Last week Pentacle embarked on its new MetroSTEP project— an initiative in collaboration with presenters to more fully engage and expand their audiences during our Metropolitan Intersections artists’ performances and residencies, made possible through a generous grant from DanceUSA’s Engaging Dance Audiences (EDA) program. We are beginning by shooting video interviews with each company on the Metro Intersections roster in an attempt to investigate the creative drive behind their work. We started with Pasion y Arte, an all-female flamenco company based in Philadelphia.
Because this company is based outside of New York, we were on a tight schedule in order to film both a rehearsal as well as an interview before the artistic director, Elba Hevia y Vaca, needed to board her bus back to Philadelphia. We began at the rehearsal space where Elba and her dancers were in the midst of perfecting their current work, Complices, a dance full of angst as well as humor, choreographed by the great contemporary Spanish choreographer Rosario Toledo. Despite cramped quarters, a temperature that was slightly too high to be altogether comfortable, and smudged mirrors, the videographer, Victoria Sendra managed to shoot some powerful film. The women work together beautifully, offering advice and corrections to each other in order to create a seamless and emotional work of art.
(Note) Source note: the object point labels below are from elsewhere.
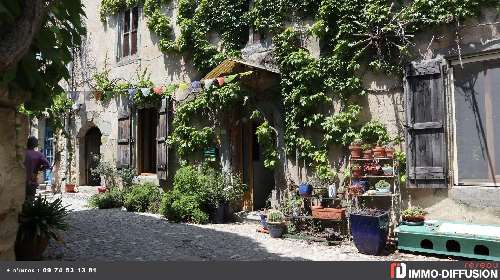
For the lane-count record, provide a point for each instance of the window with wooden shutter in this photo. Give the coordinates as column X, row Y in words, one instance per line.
column 425, row 129
column 476, row 82
column 128, row 27
column 162, row 151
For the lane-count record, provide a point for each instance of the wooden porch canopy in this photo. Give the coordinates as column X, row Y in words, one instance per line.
column 233, row 66
column 262, row 79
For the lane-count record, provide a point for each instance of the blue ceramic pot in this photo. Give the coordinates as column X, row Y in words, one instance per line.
column 369, row 232
column 305, row 190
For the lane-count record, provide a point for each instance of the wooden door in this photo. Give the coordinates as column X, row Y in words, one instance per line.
column 92, row 155
column 162, row 150
column 241, row 159
column 125, row 140
column 425, row 117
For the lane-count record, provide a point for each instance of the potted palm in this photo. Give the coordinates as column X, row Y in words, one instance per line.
column 413, row 216
column 275, row 223
column 40, row 221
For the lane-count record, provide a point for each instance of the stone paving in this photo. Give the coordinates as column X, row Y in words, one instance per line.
column 118, row 235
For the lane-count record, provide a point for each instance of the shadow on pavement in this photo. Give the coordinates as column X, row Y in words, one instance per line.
column 116, row 235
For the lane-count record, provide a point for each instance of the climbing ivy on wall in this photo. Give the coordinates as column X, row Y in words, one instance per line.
column 355, row 35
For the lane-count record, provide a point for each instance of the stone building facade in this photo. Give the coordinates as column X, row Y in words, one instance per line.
column 386, row 101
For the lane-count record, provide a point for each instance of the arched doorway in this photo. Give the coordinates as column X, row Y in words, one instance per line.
column 92, row 155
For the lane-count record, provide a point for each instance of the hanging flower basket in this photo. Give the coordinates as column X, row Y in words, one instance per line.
column 98, row 95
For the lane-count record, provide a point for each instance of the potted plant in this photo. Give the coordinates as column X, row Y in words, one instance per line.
column 70, row 187
column 369, row 229
column 355, row 148
column 367, row 151
column 379, row 150
column 275, row 223
column 413, row 216
column 305, row 189
column 98, row 95
column 383, row 186
column 40, row 220
column 387, row 169
column 372, row 168
column 356, row 170
column 326, row 213
column 389, row 151
column 263, row 219
column 356, row 190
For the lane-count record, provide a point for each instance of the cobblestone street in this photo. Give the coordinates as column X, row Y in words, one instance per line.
column 117, row 235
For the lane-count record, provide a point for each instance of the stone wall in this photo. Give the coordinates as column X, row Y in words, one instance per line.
column 384, row 101
column 13, row 135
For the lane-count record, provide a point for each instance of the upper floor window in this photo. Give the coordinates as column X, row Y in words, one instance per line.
column 476, row 99
column 128, row 32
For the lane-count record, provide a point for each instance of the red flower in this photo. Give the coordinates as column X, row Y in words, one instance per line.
column 158, row 90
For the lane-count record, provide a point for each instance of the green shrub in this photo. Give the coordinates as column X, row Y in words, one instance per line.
column 178, row 207
column 113, row 198
column 141, row 197
column 197, row 192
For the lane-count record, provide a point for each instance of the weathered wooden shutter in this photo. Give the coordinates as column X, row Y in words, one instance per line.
column 125, row 139
column 426, row 117
column 162, row 150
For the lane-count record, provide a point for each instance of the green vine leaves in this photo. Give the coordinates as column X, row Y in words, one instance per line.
column 353, row 34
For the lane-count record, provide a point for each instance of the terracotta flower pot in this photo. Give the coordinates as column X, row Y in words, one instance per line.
column 101, row 189
column 355, row 151
column 71, row 188
column 357, row 172
column 389, row 152
column 378, row 152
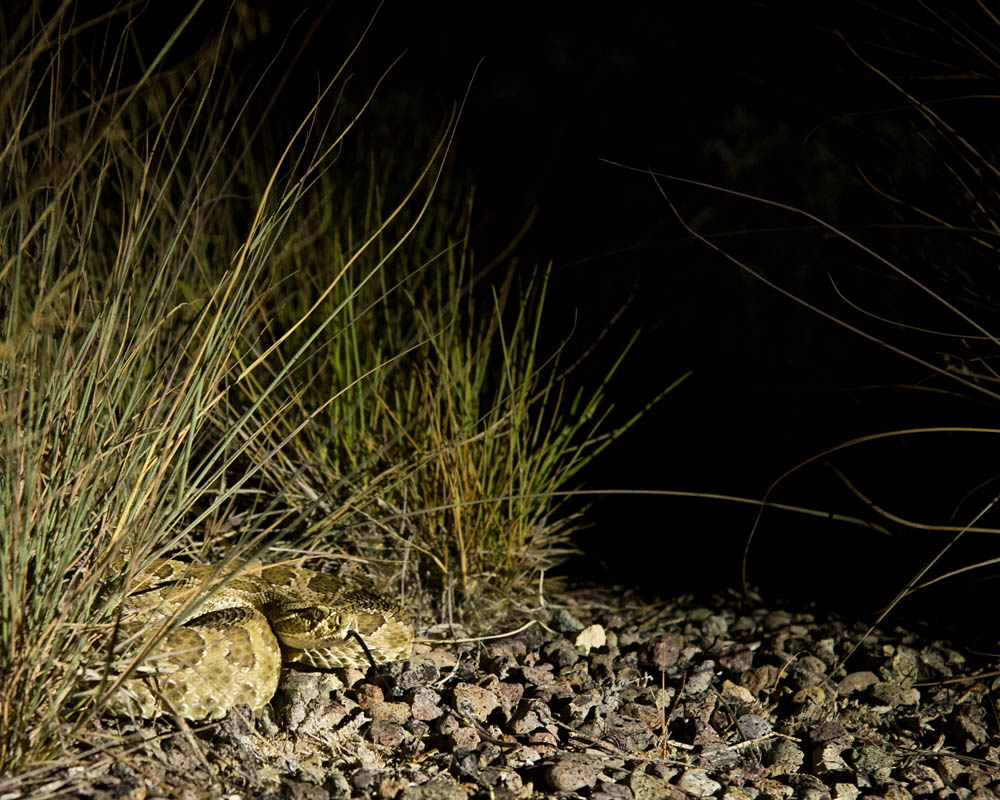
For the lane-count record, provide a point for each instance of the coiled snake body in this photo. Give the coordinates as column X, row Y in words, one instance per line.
column 230, row 649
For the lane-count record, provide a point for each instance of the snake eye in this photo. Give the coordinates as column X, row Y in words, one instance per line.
column 311, row 613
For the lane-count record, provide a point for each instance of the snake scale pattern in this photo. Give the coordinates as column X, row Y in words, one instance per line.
column 230, row 648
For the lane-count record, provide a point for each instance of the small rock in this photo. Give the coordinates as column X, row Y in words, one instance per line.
column 591, row 638
column 387, row 734
column 566, row 623
column 894, row 695
column 569, row 773
column 435, row 789
column 700, row 678
column 737, row 658
column 715, row 626
column 474, row 700
column 777, row 619
column 856, row 682
column 425, row 704
column 785, row 757
column 665, row 652
column 733, row 693
column 611, row 791
column 389, row 712
column 696, row 782
column 367, row 694
column 648, row 787
column 753, row 726
column 464, row 740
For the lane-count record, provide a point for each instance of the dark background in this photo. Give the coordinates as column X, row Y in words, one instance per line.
column 767, row 99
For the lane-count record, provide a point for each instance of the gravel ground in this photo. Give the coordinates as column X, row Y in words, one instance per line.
column 608, row 698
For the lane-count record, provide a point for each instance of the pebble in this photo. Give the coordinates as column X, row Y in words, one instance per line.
column 570, row 773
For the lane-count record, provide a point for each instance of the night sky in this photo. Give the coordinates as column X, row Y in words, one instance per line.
column 759, row 99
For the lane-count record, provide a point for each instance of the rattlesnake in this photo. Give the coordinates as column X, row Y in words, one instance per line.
column 230, row 648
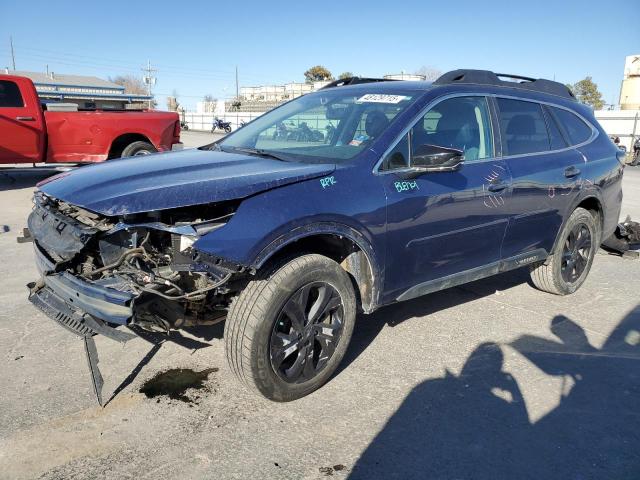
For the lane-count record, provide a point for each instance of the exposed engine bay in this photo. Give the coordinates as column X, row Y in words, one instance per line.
column 147, row 255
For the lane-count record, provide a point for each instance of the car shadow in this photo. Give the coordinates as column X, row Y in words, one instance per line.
column 475, row 425
column 369, row 326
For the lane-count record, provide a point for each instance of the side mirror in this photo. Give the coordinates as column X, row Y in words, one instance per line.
column 336, row 111
column 433, row 158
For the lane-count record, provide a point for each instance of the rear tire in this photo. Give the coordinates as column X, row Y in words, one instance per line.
column 138, row 148
column 571, row 260
column 279, row 350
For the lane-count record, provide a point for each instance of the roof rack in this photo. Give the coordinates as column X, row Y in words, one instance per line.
column 354, row 81
column 486, row 77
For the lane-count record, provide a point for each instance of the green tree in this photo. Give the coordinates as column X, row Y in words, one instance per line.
column 317, row 74
column 430, row 73
column 586, row 91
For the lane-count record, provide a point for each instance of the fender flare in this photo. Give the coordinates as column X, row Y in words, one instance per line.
column 329, row 228
column 584, row 195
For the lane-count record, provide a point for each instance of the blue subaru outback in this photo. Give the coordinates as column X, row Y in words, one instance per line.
column 360, row 195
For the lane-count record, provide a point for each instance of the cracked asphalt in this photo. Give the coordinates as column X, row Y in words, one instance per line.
column 489, row 380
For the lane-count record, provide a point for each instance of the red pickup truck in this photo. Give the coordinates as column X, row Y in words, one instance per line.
column 31, row 134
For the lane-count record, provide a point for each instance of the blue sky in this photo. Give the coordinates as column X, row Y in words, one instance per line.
column 196, row 45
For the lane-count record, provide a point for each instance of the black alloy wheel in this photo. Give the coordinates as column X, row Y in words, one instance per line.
column 306, row 332
column 576, row 252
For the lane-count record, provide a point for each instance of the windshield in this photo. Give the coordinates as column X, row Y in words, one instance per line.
column 333, row 125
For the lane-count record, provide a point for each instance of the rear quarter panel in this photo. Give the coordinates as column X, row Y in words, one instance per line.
column 88, row 136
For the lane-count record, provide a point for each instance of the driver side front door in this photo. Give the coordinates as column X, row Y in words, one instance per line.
column 444, row 226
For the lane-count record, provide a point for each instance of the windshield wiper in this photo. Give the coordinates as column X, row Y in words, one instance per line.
column 260, row 152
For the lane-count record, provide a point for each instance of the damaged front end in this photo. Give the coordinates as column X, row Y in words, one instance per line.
column 139, row 271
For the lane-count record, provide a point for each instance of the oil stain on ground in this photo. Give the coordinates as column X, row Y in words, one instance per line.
column 174, row 383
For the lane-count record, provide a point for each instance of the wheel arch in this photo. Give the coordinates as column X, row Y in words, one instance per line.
column 121, row 141
column 339, row 242
column 591, row 202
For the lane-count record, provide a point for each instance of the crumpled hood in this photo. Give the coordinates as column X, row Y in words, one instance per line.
column 170, row 180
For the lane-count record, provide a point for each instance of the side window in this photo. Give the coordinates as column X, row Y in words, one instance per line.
column 10, row 95
column 576, row 129
column 555, row 136
column 460, row 122
column 523, row 127
column 398, row 157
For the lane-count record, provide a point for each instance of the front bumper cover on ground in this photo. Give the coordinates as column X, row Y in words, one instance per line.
column 81, row 307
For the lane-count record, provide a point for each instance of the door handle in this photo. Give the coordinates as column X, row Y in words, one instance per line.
column 571, row 172
column 496, row 187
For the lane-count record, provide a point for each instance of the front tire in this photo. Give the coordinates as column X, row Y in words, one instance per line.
column 288, row 330
column 138, row 148
column 572, row 257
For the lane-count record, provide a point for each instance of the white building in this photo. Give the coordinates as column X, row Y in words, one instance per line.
column 630, row 89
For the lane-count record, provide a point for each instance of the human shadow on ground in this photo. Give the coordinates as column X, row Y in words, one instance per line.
column 475, row 425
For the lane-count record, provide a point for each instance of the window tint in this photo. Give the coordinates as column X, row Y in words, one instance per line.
column 10, row 95
column 523, row 127
column 576, row 129
column 461, row 122
column 555, row 137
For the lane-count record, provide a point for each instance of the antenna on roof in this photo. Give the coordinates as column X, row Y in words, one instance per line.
column 13, row 56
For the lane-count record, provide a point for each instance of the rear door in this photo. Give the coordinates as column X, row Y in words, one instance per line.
column 21, row 123
column 443, row 223
column 546, row 172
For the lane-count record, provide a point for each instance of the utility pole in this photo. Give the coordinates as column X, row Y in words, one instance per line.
column 13, row 56
column 237, row 98
column 148, row 79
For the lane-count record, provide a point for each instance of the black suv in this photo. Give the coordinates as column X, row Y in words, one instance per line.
column 362, row 194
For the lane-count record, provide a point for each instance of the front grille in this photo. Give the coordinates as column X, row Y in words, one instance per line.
column 57, row 310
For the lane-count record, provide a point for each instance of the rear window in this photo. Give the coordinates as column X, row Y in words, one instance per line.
column 523, row 127
column 10, row 95
column 576, row 129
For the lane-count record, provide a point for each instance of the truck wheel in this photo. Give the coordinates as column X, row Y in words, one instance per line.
column 572, row 257
column 288, row 330
column 138, row 148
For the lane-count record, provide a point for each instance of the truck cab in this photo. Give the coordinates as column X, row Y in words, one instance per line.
column 31, row 134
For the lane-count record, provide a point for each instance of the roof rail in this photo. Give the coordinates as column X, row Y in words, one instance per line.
column 354, row 81
column 486, row 77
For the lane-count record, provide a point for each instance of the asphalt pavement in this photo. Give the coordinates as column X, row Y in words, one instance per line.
column 489, row 380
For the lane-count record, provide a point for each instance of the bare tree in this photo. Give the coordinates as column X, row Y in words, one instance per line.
column 430, row 73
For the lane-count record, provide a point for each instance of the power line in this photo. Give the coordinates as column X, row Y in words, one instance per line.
column 125, row 64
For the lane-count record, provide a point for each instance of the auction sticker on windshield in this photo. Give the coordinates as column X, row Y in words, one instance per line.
column 381, row 98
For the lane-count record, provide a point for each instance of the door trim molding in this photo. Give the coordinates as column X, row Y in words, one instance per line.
column 474, row 274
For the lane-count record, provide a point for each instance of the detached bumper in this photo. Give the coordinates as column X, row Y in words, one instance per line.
column 79, row 296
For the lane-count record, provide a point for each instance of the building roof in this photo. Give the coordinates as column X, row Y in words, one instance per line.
column 40, row 78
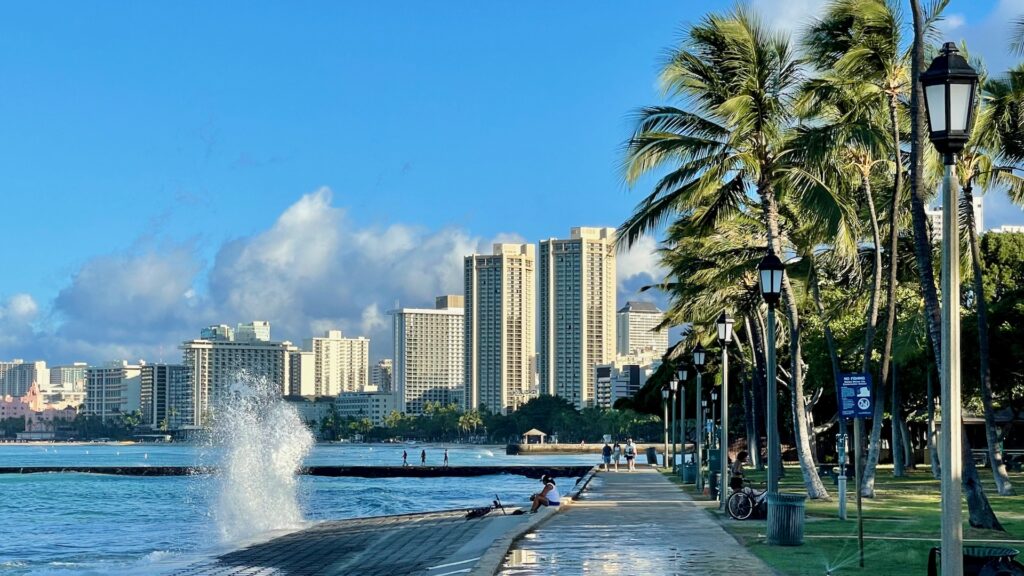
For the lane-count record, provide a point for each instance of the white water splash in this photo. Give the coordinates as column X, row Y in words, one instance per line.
column 262, row 443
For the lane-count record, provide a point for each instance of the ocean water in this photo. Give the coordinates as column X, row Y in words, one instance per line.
column 67, row 524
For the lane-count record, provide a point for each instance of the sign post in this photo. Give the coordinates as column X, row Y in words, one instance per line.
column 856, row 402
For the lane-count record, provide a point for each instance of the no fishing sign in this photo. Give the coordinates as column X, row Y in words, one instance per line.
column 855, row 396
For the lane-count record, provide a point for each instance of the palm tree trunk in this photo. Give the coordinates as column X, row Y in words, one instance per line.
column 898, row 438
column 871, row 321
column 1003, row 486
column 755, row 329
column 933, row 441
column 749, row 373
column 815, row 489
column 830, row 343
column 919, row 135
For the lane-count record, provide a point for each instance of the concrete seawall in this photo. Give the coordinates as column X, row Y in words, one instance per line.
column 350, row 471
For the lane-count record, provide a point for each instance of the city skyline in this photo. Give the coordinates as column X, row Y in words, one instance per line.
column 189, row 188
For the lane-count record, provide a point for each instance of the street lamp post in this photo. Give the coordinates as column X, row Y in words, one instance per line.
column 724, row 337
column 682, row 415
column 950, row 87
column 770, row 273
column 673, row 386
column 665, row 420
column 698, row 360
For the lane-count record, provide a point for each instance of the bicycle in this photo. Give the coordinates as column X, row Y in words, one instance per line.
column 742, row 503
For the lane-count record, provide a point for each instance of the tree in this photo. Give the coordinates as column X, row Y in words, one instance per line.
column 738, row 79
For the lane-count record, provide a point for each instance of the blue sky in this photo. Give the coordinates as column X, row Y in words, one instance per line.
column 168, row 165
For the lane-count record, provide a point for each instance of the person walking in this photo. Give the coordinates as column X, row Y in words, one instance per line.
column 631, row 455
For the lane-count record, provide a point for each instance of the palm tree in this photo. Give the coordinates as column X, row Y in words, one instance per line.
column 856, row 45
column 738, row 80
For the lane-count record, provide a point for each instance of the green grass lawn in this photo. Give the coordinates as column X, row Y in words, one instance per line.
column 901, row 524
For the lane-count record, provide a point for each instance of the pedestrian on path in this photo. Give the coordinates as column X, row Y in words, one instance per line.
column 631, row 454
column 547, row 497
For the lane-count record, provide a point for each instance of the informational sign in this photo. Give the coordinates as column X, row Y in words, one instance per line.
column 855, row 396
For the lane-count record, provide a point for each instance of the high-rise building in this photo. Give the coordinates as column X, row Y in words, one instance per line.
column 577, row 312
column 500, row 326
column 113, row 389
column 255, row 331
column 215, row 365
column 935, row 218
column 429, row 357
column 380, row 374
column 636, row 329
column 161, row 398
column 220, row 332
column 302, row 372
column 340, row 364
column 16, row 376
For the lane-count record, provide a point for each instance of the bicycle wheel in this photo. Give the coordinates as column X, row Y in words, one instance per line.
column 739, row 505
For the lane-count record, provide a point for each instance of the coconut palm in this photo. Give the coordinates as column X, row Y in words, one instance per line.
column 737, row 79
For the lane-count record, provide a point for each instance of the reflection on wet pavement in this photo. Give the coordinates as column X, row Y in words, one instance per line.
column 636, row 523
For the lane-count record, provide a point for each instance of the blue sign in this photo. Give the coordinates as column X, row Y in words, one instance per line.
column 855, row 396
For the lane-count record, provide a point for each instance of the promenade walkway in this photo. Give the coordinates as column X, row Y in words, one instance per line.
column 631, row 524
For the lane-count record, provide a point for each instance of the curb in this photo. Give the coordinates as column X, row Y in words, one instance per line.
column 492, row 561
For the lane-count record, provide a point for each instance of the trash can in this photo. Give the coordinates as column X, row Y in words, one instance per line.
column 785, row 520
column 689, row 472
column 980, row 560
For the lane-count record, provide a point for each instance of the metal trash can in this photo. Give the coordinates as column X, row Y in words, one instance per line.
column 689, row 472
column 785, row 520
column 980, row 560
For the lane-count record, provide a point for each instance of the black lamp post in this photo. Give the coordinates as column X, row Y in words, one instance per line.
column 665, row 420
column 770, row 274
column 673, row 387
column 682, row 374
column 724, row 338
column 950, row 89
column 699, row 355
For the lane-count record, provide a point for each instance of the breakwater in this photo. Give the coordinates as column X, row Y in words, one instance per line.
column 349, row 471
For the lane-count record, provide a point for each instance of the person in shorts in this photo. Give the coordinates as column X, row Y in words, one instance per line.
column 631, row 455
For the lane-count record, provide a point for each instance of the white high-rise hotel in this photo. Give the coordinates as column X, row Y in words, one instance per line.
column 500, row 320
column 636, row 330
column 429, row 354
column 577, row 311
column 339, row 364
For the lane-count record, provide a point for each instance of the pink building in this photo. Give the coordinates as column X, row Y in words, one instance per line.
column 38, row 415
From the studio we took a cab through ridiculous New York City traffic to another space to set up for the interview portion of the video. Luckily, the light in the studio illuminated Elba beautifully and we were able to capture her love and passion for Flamenco. She sees Flamenco as primarily an art form of emotion; despite its reputation for darkness and melancholy, Flamenco addresses not only sadness but also comedy and happiness. The Flamenco of Pasion y Arte, apart from its obvious artistic merits, also seeks to empower women—the company’s main mission has always been dedicated to emphasizing female power and resilience. Throughout Elba’s interview, it was plain that Flamenco affects its viewers in a deep and intense manner, encouraging the audience to explore their own emotions and thoughts in a new, creative way. Elba’s enthusiasm and love for her art is contagious and will no doubt be obvious to all who watch her dance as well as her film.